On the day of that tournament, I understood I didn’t need to care so much and just have fun, but my desire to “win” was stronger … so I was unconfident and shaky. I was relaxed, but my hands still fumbled with everything they touched throughout the morning, my kyudo gear, my train ticket, my coffee. My will powered through the pain in my hand, and my technique was adhering to all I learned, but something kept me from hitting the target. It was impossible, and I understood this before I even finished. I lost before I even finished. Maybe I wanted to fail. Maybe I wanted to die. Maybe I didn’t want the satisfaction of earning my way to this next tournament.
When I finished shooting and still had a lot of time before the tournament was over, I moved with my thoughts and confirmed, “Yes, I wanted this to be over. I have died, and will be resurrected to shoot again, but this is over and will be forgotten.” At the end of it all before everyone went home, my main sensei gave an announcement to everyone who will participate in the next tournament and said something about me. I was nervous and didn’t understand what he said, and just nodded in agreement like I usually do when I don’t understand what’s going on in Japanese and immediate recognition doesn’t seem to be important. Everyone laughed and we all dispersed. Afterwards, one of my training partners came up and said that it’s great I get to join in the next tournament.
“What!? I’m going to the tournament even though I didn’t pass?”
“Yeah, sensei says you can, so it’s all good.”
I went up to sensei and asked him about it, talked for a bit, and thanked him.
I am happy, but it somehow made me sick, like I didn’t deserve it.
“Sensei, just let me die!” I thought to myself.
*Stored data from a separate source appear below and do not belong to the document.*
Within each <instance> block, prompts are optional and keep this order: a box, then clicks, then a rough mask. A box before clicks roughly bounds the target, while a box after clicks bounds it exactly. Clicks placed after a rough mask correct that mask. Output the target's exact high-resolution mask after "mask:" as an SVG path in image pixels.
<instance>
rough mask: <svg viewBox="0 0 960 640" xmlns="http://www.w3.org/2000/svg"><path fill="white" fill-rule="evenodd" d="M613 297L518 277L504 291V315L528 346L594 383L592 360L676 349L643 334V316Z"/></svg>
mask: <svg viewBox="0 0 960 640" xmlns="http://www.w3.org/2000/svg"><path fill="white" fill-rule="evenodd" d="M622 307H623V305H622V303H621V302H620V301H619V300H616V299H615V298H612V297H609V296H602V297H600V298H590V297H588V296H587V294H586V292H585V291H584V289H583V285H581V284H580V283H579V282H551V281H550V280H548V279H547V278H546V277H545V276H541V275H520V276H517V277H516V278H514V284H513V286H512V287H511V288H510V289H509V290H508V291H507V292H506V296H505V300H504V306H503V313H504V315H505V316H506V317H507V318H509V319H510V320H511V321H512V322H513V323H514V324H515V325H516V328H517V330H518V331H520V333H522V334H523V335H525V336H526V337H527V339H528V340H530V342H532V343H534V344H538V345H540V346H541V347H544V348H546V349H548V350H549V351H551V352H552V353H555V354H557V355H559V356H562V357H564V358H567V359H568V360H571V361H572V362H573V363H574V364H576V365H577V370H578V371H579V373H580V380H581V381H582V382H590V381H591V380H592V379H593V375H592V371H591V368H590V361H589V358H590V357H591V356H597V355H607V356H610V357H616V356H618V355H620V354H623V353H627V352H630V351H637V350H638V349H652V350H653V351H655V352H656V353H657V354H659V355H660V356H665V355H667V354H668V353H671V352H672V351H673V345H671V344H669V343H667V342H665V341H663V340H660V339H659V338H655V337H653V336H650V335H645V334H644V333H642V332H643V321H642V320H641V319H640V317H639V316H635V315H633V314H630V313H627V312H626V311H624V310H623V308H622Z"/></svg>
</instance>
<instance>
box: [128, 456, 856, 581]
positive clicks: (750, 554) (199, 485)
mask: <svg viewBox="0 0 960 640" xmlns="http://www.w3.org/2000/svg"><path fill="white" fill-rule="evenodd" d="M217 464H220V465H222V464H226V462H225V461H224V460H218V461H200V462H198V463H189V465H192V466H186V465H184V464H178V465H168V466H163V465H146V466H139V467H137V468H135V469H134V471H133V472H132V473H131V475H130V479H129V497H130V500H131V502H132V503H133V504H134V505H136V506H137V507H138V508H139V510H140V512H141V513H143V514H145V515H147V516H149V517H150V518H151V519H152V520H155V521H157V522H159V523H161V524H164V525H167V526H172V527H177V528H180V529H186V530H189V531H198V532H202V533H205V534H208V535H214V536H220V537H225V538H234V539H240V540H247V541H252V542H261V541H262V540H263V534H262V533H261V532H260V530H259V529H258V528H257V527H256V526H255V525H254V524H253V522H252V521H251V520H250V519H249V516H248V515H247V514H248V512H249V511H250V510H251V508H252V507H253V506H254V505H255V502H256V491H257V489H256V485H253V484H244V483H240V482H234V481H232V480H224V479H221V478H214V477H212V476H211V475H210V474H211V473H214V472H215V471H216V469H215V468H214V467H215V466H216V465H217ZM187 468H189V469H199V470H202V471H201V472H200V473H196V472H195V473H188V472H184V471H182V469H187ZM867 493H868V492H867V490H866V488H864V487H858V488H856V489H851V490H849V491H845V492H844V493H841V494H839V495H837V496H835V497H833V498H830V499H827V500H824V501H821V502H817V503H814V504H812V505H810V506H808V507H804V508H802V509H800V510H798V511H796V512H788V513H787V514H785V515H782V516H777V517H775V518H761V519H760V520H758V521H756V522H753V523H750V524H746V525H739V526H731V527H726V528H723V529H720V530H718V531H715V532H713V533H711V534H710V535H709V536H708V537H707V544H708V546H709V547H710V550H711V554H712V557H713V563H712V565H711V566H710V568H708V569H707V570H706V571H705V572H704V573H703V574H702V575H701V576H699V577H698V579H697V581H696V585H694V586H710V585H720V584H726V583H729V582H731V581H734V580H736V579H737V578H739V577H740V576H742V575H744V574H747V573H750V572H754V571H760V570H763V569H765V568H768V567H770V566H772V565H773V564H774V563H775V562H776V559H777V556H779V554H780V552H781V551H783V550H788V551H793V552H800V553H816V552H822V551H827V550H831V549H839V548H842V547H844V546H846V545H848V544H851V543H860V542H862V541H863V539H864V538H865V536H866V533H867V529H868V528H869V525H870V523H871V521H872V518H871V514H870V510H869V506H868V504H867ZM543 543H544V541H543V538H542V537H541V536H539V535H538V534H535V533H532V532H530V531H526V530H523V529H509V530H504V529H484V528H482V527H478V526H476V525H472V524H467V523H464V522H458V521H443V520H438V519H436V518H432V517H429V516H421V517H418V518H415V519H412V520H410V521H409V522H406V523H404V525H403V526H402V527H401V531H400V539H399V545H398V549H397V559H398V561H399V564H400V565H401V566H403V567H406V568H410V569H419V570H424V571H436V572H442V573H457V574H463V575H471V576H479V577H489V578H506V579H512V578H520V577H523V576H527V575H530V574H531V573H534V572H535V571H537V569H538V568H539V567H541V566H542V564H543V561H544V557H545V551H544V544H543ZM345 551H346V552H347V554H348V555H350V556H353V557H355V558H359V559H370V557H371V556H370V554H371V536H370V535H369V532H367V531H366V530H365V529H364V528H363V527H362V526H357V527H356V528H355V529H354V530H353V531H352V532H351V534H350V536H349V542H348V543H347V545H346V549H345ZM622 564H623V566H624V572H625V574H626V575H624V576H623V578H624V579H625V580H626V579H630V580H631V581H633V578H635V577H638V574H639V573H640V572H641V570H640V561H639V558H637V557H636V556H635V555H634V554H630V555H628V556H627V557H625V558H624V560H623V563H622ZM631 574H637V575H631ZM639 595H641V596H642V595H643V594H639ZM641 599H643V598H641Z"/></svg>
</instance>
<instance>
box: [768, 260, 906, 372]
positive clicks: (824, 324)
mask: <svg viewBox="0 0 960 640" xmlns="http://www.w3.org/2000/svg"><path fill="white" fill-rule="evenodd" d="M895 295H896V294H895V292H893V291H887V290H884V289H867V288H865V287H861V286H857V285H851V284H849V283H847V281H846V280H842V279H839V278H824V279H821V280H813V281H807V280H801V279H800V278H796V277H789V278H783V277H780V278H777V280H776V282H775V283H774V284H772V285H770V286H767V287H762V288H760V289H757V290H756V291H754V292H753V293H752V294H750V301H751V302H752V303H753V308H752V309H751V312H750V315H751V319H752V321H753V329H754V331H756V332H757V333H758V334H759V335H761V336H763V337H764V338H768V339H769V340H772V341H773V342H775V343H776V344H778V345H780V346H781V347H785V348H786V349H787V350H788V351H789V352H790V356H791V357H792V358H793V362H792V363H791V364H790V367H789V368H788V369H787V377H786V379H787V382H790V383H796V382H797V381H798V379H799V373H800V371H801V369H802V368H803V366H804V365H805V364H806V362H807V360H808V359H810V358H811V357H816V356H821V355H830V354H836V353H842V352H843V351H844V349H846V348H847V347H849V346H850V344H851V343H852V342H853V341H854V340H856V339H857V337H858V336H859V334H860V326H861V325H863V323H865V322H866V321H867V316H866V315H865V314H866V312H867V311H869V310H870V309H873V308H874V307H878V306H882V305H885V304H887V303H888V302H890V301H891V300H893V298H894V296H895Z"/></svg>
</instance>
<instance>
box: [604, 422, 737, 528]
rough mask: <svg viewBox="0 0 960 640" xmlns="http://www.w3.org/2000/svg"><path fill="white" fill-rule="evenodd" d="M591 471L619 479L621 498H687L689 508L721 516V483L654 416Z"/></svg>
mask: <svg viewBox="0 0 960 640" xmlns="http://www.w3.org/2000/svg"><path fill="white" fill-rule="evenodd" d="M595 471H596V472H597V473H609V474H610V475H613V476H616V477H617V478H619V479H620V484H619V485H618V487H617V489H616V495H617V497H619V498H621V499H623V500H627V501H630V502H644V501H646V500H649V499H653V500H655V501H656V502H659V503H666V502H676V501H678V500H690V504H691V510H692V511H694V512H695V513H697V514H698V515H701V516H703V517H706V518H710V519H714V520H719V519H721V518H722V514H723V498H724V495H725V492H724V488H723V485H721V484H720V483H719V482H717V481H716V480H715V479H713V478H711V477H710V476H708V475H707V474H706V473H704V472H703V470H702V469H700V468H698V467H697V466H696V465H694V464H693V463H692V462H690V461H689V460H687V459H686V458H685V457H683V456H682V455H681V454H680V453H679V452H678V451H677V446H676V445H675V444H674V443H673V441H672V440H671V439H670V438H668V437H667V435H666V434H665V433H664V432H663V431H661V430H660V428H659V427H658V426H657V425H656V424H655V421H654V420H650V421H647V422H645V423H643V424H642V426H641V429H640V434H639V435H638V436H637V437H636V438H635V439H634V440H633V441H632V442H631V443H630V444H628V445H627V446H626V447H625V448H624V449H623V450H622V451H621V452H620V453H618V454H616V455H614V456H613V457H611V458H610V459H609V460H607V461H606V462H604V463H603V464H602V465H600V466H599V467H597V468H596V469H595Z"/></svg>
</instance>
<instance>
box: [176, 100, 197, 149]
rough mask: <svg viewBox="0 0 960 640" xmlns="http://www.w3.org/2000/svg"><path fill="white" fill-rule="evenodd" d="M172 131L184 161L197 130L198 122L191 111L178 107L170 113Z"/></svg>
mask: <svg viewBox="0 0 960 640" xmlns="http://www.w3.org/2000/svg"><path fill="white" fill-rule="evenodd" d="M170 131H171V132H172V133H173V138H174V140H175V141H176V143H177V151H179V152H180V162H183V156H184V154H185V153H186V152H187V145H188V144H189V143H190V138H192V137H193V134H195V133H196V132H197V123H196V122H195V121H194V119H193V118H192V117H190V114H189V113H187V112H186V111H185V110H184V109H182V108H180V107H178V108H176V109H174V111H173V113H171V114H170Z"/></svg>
I want things to change. But that will alone will not be enough … no … it’s not about being “enough”. Just do what you do. When you hold your kyudo equipment, you don’t grip it with all of your strength, you hold it softly, and thorough enough to complete the job.
What’s my job?
Enjoy my life. Enjoy my practice.
Strength and success is not about winning. It’s about not being able to win, it’s about failing, and still being OK. This may be the ultimate secret of budo:
No matter what happens, you’re OK.
This is invincibility, and it isn’t about strength. It’s also not just about intelligence, or effort, or luck. It’s invincibility even though you are going to lose, freak out, make mistakes, do incredibly stupid things. It’s invincibility even though you are going to die.
Who are we to choose when we fail or succeed?
Who are we to choose when or how we die?
I’m going to take the week off to rest my hand. Then I will go back to kyudo.
When I walk to the door of the dojo, I will not swing it open shouting “I am going to win!”
I will just open it and say, “Onegaishimasu.”